The Presidency
An anxious Cabinet officer was calling, and he asked to be put through immediately to President Lyndon B. Johnson, who was in conference and had left word with White House Phone Operator Mary Crowe Burns that he wanted all calls cut off.
Mary Burns considered the time of day, the people in the meeting, the state of the world and L.B.J.’s frame of mind and tone of voice when he had said, “No calls.” Then she put through the call.
When Johnson answered he rumbled, “Woman, do I have to send you a memo? I said no calls.” Burns said she felt it was important that the caller talk with the President. Johnson accepted the call without further grumping.
That is only one of the thousands of memories that Burns has taken with her into retirement after 30 years as a White House switchboard operator, the last three as chief operator. Part technician, part diplomat and security officer, Burns and the others like her live at the vortex of the White House nervous system. Without them, Presidents can be rendered blind and dumb.
When Caroline Kennedy lived at the White House, she picked up the phone one night and Burns heard this request: “I want to talk to Santa Claus.” Burns turned to a man in the telegraph room and asked for help. He got on the line with a jolly “Ho! Ho! Ho!” and a report from the North Pole for the five-year-old Caroline. A few minutes after Caroline hung up, the President’s line was alight again. “Mary,” asked a startled John Kennedy, “how did you do that?

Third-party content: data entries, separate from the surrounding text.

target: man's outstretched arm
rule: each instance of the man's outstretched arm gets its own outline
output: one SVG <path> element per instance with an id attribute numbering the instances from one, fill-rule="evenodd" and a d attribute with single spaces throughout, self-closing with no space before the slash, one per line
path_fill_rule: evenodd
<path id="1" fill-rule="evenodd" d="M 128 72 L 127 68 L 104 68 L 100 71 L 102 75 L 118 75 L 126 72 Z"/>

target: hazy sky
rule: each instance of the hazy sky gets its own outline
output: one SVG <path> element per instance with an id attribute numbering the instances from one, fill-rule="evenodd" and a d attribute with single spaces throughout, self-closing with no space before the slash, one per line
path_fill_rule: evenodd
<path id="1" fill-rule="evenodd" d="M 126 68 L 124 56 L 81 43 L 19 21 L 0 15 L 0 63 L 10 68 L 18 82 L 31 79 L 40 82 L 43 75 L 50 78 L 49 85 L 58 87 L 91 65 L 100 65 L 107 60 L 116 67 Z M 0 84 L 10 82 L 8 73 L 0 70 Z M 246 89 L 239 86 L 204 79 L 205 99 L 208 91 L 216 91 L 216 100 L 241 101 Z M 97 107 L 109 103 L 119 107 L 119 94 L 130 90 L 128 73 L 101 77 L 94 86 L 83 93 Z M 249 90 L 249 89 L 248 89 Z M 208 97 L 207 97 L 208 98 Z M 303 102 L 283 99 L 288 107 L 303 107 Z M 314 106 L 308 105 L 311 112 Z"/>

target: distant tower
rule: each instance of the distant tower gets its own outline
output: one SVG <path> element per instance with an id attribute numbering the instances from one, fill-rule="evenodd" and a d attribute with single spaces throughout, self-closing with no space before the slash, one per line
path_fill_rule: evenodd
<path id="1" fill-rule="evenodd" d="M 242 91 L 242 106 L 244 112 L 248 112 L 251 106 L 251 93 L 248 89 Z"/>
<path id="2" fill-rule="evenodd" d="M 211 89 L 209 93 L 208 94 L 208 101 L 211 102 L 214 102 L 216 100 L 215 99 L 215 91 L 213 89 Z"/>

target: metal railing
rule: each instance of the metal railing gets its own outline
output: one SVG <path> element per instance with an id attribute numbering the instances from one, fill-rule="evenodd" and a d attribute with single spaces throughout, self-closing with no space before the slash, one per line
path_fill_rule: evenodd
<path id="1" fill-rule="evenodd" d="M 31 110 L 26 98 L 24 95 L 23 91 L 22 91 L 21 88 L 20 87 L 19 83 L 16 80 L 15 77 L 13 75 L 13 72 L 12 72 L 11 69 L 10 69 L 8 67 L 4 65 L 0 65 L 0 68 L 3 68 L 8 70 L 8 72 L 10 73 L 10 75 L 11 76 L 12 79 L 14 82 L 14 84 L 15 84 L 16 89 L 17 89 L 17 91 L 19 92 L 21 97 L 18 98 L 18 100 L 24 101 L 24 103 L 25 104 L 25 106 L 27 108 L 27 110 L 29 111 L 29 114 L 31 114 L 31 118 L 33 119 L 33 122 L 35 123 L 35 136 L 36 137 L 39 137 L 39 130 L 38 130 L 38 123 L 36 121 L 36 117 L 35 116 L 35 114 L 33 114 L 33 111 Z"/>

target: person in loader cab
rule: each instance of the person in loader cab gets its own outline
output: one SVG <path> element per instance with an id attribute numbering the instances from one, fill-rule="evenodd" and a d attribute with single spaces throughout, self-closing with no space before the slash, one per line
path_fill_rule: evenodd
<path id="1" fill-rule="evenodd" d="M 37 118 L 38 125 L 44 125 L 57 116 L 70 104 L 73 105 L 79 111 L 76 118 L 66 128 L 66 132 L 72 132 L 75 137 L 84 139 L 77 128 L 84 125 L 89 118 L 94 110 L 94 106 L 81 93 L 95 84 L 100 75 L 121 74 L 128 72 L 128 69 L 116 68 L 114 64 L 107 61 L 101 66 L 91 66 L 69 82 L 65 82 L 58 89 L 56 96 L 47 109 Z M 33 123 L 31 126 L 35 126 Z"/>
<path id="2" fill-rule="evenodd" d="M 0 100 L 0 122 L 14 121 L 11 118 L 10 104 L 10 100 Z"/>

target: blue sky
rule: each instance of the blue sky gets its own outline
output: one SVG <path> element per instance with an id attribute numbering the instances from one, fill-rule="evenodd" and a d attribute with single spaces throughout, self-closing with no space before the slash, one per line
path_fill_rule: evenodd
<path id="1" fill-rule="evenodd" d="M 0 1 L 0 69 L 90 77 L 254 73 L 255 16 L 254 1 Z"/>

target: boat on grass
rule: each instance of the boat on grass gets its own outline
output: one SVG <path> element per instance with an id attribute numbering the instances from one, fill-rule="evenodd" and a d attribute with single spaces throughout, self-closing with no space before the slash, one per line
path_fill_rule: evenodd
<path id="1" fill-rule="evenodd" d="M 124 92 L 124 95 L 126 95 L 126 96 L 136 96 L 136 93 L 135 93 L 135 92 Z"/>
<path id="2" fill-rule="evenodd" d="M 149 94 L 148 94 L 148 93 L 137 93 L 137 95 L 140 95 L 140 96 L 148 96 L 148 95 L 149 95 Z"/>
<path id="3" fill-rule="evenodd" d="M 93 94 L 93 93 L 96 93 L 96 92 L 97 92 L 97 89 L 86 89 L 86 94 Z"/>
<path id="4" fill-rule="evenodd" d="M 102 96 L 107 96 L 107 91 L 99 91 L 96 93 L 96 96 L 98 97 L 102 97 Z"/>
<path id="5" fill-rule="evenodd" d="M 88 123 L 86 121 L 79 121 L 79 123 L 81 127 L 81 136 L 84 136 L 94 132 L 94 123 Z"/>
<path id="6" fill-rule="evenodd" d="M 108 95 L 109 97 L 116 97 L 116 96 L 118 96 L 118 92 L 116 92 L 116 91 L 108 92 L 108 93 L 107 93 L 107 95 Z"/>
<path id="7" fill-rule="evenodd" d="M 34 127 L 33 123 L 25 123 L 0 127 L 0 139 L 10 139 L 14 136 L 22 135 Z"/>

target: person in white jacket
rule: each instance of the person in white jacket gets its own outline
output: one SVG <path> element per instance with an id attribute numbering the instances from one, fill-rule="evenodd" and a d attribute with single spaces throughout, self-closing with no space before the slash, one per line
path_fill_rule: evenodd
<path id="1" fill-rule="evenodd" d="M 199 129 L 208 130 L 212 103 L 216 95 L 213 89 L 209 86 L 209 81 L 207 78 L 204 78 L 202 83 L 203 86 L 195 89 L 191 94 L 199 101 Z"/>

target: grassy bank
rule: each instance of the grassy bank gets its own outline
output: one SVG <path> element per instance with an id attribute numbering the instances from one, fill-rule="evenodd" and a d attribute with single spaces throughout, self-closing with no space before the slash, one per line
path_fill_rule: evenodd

When Burns first went to work under Truman, the world was in turmoil. Once she worked at her switchboard for 40 days without a break. But it was worth it when Truman called one night, feeling lonely. Bess was away. Margaret had sailed for Europe. “Get me Margie,” Truman ordered. Burns affirmed the request but was not sure just how quickly she could comply, since the President’s daughter was two days out to sea. Margaret Truman was raised on a ship-to-shore connection in ten minutes. When the conversation ended, the President rang Burns back. “No one has ever had such service,” he said.
Burns could gauge the intensity of presidential concern from her headset, but she kept it all to herself. The phones hummed with hushed anxiety during the Cuban missile crisis, kept secret for six days. The Kennedy assassination strained the White House switchboard more than any other single event. Calls came in from all over the world, but the lines were so busy that only a fraction got through. People would call in distress and just sob, “Get me the East Room,” which was where Kennedy’s body lay.
Crank calls have mounted over the years. Bums relishes the time a White House operator, caught in heavy telephone crossfire, hooked two crank calls together so the angry citizens could rail at each other. One man called during Eisenhower’s Administration and said he was HEW Secretary Arthur Flemming and wanted to talk to the President. Mary sensed something was wrong. She stalled, got Arthur Flemming and learned the caller was an impostor.
Once, during Johnson’s years, when the presidential light blinked there was banging on the line. Finally L.B.J. came on to explain that his grandson Patrick Lyndon Nugent “is breaking up the phone.” Another time Johnson was cut off three times at the other end of his connection, and he rasped to Burns, “Honey would you mind reading a magazine and letting me finish my call?”
Burns has found all the Presidents to be courteous. Truman asked for an aide once but instructed Burns not to summon him to the phone if the fellow and his wife were having dinner. The morning that Tricia Nixon was to get married, the rain started and stopped several times, and plans for the Rose Garden ceremony teetered back and forth. Finally, Nixon called and politely asked, Operator, do you know if this wedding is going on today?” It did.
Each year the White House switchboard grows technically more proficient. But nothing that science has produced can match Mary Burns.